Peter Neil

Personal information
- Full name: Peter Gibson Neil
- Date of birth: 1898
- Place of birth: Airdrie, Scotland
- Date of death: 1976 (aged 77–78)
- Place of death: Cambuslang, Scotland
- Height: 5 ft 5 in (1.65 m)
- Position: Outside right

Senior career*
- Years: Team / Apps / (Gls)
- 1919–1920: Cambuslang Rangers
- 1920–1921: East Fife
- 1921–1922: Birmingham / 5 / (0)
- 1922–1923: Heart of Midlothian / 7 / (0)
- 1923: East Fife / 8 / (1)
- 1923–1924: Alloa Athletic / 2 / (0)

= Peter Neil =

Scottish footballer (1898–1976)

Peter Gibson Neil (1898 – 1976) was a Scottish footballer who played in the English Football League for Birmingham. He played mainly as an outside right.

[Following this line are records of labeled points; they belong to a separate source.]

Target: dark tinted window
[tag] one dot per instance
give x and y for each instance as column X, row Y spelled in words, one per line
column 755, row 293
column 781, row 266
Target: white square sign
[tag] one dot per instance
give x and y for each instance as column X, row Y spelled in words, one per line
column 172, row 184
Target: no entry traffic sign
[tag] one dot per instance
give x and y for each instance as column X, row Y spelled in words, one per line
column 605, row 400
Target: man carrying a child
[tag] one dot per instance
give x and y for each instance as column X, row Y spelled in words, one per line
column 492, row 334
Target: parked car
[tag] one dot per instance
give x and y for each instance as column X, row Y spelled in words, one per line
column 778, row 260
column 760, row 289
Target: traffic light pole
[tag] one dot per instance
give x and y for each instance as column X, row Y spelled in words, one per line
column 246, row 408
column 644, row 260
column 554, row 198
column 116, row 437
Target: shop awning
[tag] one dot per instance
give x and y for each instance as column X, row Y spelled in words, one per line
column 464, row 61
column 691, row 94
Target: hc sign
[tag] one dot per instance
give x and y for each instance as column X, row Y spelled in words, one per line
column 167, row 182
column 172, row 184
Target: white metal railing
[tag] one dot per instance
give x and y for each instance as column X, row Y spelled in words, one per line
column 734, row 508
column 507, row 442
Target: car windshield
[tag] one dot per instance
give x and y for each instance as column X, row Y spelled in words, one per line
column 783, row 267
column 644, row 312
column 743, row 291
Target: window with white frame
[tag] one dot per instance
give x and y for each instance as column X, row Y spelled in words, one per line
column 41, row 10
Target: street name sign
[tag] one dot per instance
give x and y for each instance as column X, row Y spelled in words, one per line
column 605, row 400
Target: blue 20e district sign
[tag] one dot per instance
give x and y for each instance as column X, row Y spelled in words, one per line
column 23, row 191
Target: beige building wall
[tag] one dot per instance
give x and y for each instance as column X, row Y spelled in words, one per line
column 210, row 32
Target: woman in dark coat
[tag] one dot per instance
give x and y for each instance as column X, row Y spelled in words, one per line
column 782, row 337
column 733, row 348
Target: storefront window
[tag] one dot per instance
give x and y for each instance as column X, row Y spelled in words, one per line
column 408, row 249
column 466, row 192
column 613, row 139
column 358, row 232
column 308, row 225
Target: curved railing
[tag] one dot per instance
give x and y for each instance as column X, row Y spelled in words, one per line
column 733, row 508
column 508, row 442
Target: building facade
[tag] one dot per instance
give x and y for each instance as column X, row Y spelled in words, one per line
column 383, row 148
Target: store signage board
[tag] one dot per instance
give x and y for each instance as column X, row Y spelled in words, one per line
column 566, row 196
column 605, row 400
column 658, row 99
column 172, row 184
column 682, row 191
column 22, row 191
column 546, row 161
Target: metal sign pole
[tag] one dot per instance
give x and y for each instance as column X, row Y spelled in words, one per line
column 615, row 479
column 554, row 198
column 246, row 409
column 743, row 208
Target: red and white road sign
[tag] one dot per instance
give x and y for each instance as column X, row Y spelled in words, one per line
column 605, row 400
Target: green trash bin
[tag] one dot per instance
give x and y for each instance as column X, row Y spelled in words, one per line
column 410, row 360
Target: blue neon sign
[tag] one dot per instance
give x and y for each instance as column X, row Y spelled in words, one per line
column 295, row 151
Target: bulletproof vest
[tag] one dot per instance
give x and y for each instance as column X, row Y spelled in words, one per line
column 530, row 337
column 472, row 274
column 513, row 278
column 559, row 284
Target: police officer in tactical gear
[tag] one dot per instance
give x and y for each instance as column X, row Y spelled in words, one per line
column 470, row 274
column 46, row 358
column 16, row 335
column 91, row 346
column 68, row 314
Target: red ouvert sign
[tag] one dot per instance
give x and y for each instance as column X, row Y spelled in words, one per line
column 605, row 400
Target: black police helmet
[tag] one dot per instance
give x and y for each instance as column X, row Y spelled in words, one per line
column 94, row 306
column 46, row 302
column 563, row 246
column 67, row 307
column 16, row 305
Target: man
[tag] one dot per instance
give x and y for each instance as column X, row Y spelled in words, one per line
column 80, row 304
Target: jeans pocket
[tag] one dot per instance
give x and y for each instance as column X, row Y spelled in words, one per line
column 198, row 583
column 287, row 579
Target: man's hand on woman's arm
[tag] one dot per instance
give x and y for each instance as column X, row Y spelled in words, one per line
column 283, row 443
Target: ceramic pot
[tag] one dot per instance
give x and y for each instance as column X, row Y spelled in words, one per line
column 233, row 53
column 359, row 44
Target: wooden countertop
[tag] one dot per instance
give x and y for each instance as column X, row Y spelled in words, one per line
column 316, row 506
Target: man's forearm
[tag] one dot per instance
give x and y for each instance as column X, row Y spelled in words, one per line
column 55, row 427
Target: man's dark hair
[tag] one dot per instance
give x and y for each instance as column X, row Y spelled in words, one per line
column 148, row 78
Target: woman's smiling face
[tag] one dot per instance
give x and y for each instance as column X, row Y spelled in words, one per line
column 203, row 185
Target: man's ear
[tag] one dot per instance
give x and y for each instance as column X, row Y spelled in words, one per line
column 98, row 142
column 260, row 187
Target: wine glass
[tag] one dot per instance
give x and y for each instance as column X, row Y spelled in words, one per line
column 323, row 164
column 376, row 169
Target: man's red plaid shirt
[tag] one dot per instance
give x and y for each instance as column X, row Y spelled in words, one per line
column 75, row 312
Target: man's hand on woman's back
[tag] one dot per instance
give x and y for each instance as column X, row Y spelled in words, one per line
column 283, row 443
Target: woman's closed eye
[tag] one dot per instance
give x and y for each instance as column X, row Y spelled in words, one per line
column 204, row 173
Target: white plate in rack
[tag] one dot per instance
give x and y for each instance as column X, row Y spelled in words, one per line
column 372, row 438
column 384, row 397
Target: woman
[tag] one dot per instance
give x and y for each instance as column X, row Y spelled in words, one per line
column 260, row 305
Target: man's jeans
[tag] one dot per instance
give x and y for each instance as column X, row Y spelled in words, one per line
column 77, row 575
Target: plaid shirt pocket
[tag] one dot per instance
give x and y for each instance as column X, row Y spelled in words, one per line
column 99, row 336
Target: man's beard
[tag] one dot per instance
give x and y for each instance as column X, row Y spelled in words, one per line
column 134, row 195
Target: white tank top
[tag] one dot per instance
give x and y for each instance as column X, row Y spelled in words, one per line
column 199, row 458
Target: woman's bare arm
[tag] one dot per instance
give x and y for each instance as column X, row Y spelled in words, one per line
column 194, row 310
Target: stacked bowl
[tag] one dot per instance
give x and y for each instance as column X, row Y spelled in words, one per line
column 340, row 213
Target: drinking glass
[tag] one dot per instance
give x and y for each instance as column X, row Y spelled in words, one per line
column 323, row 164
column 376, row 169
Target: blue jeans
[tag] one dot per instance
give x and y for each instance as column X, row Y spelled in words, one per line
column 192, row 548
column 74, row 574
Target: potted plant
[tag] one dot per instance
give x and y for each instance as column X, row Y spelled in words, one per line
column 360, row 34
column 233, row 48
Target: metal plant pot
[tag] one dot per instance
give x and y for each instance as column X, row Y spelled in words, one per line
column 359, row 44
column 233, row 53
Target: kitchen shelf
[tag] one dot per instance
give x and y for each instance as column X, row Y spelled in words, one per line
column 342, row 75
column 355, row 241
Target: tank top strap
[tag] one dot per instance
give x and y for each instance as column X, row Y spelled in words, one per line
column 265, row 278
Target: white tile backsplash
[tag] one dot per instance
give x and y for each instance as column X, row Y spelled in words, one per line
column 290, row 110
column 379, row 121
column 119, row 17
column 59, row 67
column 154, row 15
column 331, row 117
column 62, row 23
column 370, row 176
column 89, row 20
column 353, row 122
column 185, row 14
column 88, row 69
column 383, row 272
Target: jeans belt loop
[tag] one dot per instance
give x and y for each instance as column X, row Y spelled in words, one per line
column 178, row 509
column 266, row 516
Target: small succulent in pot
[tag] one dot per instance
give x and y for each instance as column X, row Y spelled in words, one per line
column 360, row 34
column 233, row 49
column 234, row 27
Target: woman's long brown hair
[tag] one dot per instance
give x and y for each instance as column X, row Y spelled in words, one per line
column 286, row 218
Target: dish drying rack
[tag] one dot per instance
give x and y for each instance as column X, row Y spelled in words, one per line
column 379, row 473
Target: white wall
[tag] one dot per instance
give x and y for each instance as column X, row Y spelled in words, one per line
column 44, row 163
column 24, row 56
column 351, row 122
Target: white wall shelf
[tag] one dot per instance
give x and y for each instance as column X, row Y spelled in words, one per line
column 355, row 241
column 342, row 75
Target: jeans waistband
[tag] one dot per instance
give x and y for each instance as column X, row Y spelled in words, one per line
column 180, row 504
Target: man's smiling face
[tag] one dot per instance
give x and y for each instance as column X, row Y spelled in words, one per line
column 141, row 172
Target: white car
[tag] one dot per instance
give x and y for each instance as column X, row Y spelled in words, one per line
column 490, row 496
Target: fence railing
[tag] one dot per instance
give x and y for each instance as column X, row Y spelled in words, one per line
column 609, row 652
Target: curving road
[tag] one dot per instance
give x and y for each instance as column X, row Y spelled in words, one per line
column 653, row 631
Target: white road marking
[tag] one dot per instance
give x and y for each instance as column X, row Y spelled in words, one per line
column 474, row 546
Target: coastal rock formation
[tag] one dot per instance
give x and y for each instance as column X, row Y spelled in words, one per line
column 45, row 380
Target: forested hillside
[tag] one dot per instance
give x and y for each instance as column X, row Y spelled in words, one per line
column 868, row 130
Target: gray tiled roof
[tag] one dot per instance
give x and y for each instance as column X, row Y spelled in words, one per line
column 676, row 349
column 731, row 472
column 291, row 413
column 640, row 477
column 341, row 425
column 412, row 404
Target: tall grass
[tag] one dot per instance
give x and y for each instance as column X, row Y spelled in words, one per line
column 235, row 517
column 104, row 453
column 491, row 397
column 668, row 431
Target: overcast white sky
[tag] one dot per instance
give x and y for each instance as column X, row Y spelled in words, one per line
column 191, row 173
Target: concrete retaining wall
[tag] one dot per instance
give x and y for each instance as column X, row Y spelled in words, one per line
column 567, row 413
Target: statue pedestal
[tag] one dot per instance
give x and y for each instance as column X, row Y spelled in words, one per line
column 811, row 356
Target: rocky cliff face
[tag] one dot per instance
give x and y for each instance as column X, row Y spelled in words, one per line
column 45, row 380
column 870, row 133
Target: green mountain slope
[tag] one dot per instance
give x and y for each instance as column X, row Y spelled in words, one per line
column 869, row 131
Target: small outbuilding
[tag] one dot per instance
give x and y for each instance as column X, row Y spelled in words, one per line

Neil was born in Airdrie but spent much of his life in Cambuslang, both in Lanarkshire. With his teenage years interrupted by World War I, he began his career with local junior side Cambuslang Rangers at the end of the conflict and soon moved on East Fife, then playing in the Central League, and was in the team that won the Scottish Qualifying Cup. He joined Birmingham from East Fife in April 1921, and made his debut in the First Division on 17 September 1921 in a 1–1 draw at home to Everton. He made four more appearances during the 1921–22 season, on each occasion deputising for Bill Harvey.

Neil returned to Scotland in September 1922 to join Heart of Midlothian of Scottish Division One. After less than a season in Edinburgh he switched to second tier Bo'ness, and at the end of 1923 transferred to Alloa Athletic, his final club before retiring.